Her heart finally gave up at 4AM today.
After being rushed to the ICU two days ago, Tara Santelices, 23 passed away at The Medical City due to cardiac arrest.
It has been almost a year-long struggle for Tara and her family - parents, Larry and Anne; her sisters Iya and Gita and all her friends who loved her dearly. Through this tragic event she had inspired so many people - both young and old - to pull together for a common cause. Brief though her life may have been, it was a life that touched so many, mine included, teaching me once more of the possibilities of love and hope, reminding me about how one should never put things off, or leave anything unsaid.
I went to visit her two weeks ago because something inside of me was drawn to re-visiting her story, to see how life had changed for her and her family in the year since the accident. I expected to be depressed and so I prepared myself mentally and emotionally for the encounter. Instead, I found a miracle and was blessed to have a front-row seat to one family's devotion, unconditional love and hope.
I read somewhere that, "We are conditioned to think that our lives revolvearound great moments. But great moments often catch us unaware-beautifully wrapped in what others may consider a small one." I was gifted with the chance to look and be with Tara up close. To hold her and tell her to give it a fight, to thank her for touching all our lives so deeply in the way that she did. I held her hand, and she gripped it firmly back. Doctors will say that it was probably reflex, it really doesn't matter now, it is one moment that I shall treasure all my life.
Tara's loss reminds us of the brevity of life, of how we need to live fully each day, never setting aside for tomorrow what we can do in the moment. I thank God for giving me the privilige to write her story, from beginning to end. I had hesitated on visiting her but chose instead to heed my inner voice, and I am grateful that I did because now I have no regrets. I thank HIM too for hiw wisdom and guidance, had I sent in the story a day later, it would have been too late. I will miss Tara but I am thankful for that moment that I shared with her before she died, and to be able to do that one last thing for her and her parents.

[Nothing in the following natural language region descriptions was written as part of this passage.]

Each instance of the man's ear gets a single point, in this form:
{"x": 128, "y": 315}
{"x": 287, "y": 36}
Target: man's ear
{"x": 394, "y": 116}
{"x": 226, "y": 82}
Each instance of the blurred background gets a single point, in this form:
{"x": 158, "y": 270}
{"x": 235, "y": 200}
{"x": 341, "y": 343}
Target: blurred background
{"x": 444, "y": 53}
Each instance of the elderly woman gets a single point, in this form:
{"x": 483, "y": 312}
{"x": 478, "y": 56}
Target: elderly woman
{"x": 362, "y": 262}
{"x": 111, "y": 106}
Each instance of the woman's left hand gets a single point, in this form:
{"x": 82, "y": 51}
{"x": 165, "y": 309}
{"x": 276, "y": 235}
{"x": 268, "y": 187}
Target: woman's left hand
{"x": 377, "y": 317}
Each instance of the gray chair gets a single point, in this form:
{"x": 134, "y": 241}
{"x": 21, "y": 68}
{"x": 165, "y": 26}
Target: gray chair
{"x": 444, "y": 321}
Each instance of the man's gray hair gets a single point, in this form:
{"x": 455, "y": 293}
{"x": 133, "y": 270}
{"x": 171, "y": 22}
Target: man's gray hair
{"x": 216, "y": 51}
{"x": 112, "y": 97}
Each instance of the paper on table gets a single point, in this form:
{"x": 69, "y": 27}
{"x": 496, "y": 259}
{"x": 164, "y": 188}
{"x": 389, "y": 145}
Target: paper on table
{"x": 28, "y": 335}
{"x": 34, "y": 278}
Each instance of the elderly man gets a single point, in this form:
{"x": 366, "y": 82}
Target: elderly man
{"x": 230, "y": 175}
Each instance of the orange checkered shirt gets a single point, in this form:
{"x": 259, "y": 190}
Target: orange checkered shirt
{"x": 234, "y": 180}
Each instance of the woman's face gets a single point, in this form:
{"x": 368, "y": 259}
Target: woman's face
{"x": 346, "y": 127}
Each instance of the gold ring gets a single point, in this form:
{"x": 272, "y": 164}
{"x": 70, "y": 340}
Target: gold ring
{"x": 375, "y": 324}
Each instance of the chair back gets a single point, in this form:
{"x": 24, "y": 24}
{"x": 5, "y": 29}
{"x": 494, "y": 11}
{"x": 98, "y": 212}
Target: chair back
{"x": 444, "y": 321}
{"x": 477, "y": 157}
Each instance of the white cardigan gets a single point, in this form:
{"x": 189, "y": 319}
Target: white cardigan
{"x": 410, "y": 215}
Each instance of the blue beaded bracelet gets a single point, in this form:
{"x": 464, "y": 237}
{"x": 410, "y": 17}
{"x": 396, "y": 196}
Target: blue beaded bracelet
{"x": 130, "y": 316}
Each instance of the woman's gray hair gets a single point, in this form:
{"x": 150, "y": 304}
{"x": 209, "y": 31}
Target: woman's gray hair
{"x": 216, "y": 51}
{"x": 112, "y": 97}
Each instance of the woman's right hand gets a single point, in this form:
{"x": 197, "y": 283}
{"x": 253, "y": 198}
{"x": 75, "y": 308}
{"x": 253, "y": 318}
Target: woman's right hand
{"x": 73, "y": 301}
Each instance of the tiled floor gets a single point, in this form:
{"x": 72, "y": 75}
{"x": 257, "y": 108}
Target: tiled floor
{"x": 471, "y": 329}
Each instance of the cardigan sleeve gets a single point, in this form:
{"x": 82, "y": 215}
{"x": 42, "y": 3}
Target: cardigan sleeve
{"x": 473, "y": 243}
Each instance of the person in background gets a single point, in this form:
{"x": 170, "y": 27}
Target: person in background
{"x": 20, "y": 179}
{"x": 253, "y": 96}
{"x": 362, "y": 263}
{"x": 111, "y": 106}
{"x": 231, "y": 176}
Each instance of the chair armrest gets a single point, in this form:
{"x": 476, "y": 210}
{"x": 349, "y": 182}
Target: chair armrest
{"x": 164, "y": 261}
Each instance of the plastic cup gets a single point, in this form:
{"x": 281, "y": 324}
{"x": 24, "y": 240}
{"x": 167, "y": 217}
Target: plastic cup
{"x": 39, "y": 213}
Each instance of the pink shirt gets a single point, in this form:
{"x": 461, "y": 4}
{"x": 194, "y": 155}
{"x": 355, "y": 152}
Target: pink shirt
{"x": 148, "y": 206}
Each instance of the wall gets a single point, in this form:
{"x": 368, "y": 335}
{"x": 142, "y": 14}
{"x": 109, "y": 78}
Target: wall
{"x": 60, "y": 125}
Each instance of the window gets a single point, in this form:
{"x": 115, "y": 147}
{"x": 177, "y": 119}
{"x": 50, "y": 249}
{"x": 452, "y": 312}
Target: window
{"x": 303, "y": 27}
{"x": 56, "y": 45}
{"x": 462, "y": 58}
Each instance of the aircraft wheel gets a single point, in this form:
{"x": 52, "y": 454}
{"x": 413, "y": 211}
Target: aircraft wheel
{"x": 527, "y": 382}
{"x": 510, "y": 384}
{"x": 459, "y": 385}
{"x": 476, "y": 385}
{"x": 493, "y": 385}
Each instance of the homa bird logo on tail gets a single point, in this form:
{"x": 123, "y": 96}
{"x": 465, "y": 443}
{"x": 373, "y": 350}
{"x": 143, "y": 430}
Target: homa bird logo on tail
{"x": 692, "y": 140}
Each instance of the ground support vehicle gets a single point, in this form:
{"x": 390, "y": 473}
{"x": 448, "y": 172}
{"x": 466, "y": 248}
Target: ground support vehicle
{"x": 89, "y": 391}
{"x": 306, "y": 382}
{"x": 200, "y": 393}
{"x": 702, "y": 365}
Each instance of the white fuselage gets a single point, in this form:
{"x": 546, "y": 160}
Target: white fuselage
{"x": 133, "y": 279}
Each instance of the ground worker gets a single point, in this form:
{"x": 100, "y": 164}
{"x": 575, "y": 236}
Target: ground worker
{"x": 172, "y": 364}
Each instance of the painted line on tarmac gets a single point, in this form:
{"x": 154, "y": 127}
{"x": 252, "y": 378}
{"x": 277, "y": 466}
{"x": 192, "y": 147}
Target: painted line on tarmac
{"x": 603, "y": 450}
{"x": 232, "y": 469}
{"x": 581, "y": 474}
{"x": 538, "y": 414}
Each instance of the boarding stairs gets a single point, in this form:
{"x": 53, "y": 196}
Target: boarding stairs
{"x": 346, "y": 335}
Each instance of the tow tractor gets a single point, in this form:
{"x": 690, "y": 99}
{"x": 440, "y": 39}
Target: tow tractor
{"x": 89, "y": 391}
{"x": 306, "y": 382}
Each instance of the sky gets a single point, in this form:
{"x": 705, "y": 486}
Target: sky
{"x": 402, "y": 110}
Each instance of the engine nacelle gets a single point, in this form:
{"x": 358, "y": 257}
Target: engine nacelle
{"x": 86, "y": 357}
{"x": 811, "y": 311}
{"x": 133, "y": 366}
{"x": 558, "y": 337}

We pray now for the loved ones she has left behind and that in her leaving, justice may be served - for her and all other victims of heinous crime.
There is nothing like loss to remind you to embrace life ever so tightly. "Grief, breaks down the barriers of ego, to open up the spirit." We thank God for Tara's brief but full life. May her leaving remind us all of how we must not take things for granted, of how important it is to show love, kindness and affection whenever we can because tomorrow is never guaranteed to us.